Metadata-Version: 2.4
Name: databricks-app-utils
Version: 0.2.2
Summary: Utilities for building apps on Databricks: settings, authentication, SQL client, and query registry.
Project-URL: Homepage, https://github.com/cstotzer/databricks-app-utils
Project-URL: Repository, https://github.com/cstotzer/databricks-app-utils
Author-email: Christoph Stotzer <christoph.stotzer@gmail.com>
License: GPL-3.0
License-File: LICENSE
Keywords: databricks,sql,streamlit,utilities
Classifier: Development Status :: 4 - Beta
Classifier: Intended Audience :: Developers
Classifier: License :: OSI Approved :: GNU General Public License v3 (GPLv3)
Classifier: Programming Language :: Python :: 3
Classifier: Programming Language :: Python :: 3.11
Classifier: Topic :: Database
Classifier: Topic :: Software Development :: Libraries :: Python Modules
Requires-Python: <3.12,>=3.11
Requires-Dist: databricks-sql-connector>=3.0.0
Requires-Dist: pyarrow>=12.0.0
Requires-Dist: pydantic-settings>=2.2
Requires-Dist: pydantic>=2.6
Requires-Dist: streamlit
Provides-Extra: polars
Requires-Dist: polars>=0.20; extra == 'polars'
Description-Content-Type: text/markdown

# databricks-app-utils

A lightweight Python library for building Streamlit apps on Databricks.

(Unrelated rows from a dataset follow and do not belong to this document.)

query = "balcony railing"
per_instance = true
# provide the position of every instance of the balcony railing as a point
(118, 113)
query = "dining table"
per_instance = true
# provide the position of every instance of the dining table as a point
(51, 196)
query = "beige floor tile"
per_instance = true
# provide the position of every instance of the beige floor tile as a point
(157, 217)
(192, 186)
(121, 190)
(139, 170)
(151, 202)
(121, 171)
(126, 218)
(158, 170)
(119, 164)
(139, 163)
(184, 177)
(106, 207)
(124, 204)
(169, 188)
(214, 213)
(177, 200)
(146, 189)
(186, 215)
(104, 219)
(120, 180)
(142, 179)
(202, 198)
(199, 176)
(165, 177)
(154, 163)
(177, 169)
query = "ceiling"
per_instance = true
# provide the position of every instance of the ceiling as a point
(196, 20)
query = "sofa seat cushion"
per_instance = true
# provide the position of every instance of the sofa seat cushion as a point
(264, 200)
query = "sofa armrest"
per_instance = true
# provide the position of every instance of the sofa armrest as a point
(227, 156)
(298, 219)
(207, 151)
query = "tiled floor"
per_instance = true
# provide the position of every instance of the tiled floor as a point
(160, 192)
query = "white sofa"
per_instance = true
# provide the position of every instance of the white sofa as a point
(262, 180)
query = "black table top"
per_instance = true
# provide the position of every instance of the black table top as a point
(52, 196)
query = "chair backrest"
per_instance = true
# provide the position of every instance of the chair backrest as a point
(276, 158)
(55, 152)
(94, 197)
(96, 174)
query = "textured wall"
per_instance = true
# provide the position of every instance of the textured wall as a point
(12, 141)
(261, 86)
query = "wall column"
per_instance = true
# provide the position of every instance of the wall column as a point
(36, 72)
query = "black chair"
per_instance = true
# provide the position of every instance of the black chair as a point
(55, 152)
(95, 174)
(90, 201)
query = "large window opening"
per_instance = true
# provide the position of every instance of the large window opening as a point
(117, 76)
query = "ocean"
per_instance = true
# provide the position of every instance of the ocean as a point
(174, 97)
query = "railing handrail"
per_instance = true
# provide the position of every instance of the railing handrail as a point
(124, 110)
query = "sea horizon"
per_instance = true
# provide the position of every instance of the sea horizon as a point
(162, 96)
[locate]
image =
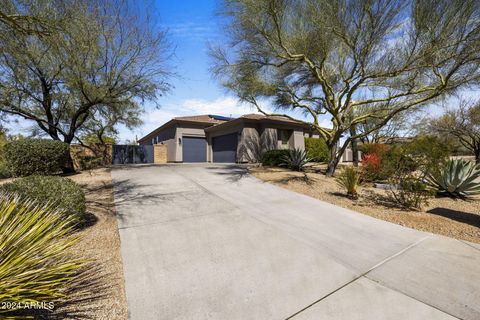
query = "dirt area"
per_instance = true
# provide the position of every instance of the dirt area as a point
(100, 241)
(449, 217)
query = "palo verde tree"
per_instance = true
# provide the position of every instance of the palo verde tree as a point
(101, 58)
(461, 123)
(332, 57)
(14, 18)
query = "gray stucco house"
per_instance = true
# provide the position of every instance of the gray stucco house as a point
(211, 138)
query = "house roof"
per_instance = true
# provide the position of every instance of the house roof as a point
(204, 119)
(255, 117)
(211, 122)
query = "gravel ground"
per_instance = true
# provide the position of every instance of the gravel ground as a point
(100, 241)
(453, 218)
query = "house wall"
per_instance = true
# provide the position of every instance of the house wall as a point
(249, 146)
(297, 140)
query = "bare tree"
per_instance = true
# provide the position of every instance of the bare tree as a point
(461, 123)
(332, 57)
(102, 58)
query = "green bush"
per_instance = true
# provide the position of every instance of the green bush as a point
(35, 156)
(317, 149)
(90, 162)
(409, 192)
(349, 179)
(429, 153)
(37, 263)
(273, 158)
(62, 193)
(295, 159)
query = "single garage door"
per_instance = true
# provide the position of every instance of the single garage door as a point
(194, 149)
(225, 148)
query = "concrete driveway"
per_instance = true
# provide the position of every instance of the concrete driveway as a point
(211, 242)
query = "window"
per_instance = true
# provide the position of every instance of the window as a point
(284, 137)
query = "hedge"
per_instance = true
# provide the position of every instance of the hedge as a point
(273, 158)
(62, 193)
(317, 149)
(25, 157)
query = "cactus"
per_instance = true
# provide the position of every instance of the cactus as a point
(457, 178)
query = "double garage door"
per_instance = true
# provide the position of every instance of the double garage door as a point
(224, 149)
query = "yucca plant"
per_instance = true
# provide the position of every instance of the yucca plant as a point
(457, 178)
(36, 263)
(295, 159)
(349, 179)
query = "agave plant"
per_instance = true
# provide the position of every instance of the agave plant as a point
(295, 159)
(457, 178)
(36, 265)
(349, 179)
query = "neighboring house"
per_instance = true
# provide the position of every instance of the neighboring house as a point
(211, 138)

It handles everything that sits below the business logic: reading configuration, authenticating with Databricks, executing SQL, and loading query files. Application code should depend on these abstractions rather than touching the Databricks connector directly.

**License:** GPL-3.0

---

## Modules at a glance

| Module | Class / function | Responsibility |
|---|---|---|
| `settings.py` | `AppSettings` | Reads all configuration from environment variables / `.env` |
| `auth.py` | `DatabricksAuth`, `build_auth()` | Translates settings into an auth value object |
| `databricks_client.py` | `DatabricksClient` | Executes SQL queries against a Databricks SQL Warehouse |
| `query_registry.py` | `QueryRegistry`, `SqlQuery` | Loads and caches `.sql` files from a Python package |

---

## Settings management

`AppSettings` is a [Pydantic Settings](https://docs.pydantic.dev/latest/concepts/pydantic_settings/) model. It reads every value from environment variables and optionally from a `.env` file in the working directory. Unknown variables are silently ignored.

### Environment variables

| Variable | Required | Default | Description |
|---|---|---|---|
| `DATABRICKS_SERVER_HOSTNAME` | ✅ | — | `adb-xxx.azuredatabricks.net` (no `https://`) |
| `DATABRICKS_HTTP_PATH` | ✅ | — | `/sql/1.0/warehouses/…` |
| `DATABRICKS_AUTH_METHOD` | | `obo` | `pat` \| `u2m` \| `obo` |
| `DATABRICKS_PAT` | ✅ if `auth_method=pat` | — | Personal access token |
| `DATABRICKS_DEFAULT_CATALOG` | | `None` | Applied as `USE CATALOG` before each query |
| `DATABRICKS_DEFAULT_SCHEMA` | | `None` | Applied as `USE SCHEMA` before each query |
| `DATABRICKS_CONNECT_TIMEOUT_S` | | `30` | Connection timeout in seconds |
| `DATABRICKS_RETRY_ATTEMPTS` | | `1` | Extra attempts on transient failures |
| `DATABRICKS_RETRY_BACKOFF_S` | | `0.5` | Initial backoff between retries (doubles each attempt) |
| `QUERY_TAG` | | `streamlit-app` | Prepended as a SQL comment: `/* streamlit-app */` |

### `.env` file (recommended for local development)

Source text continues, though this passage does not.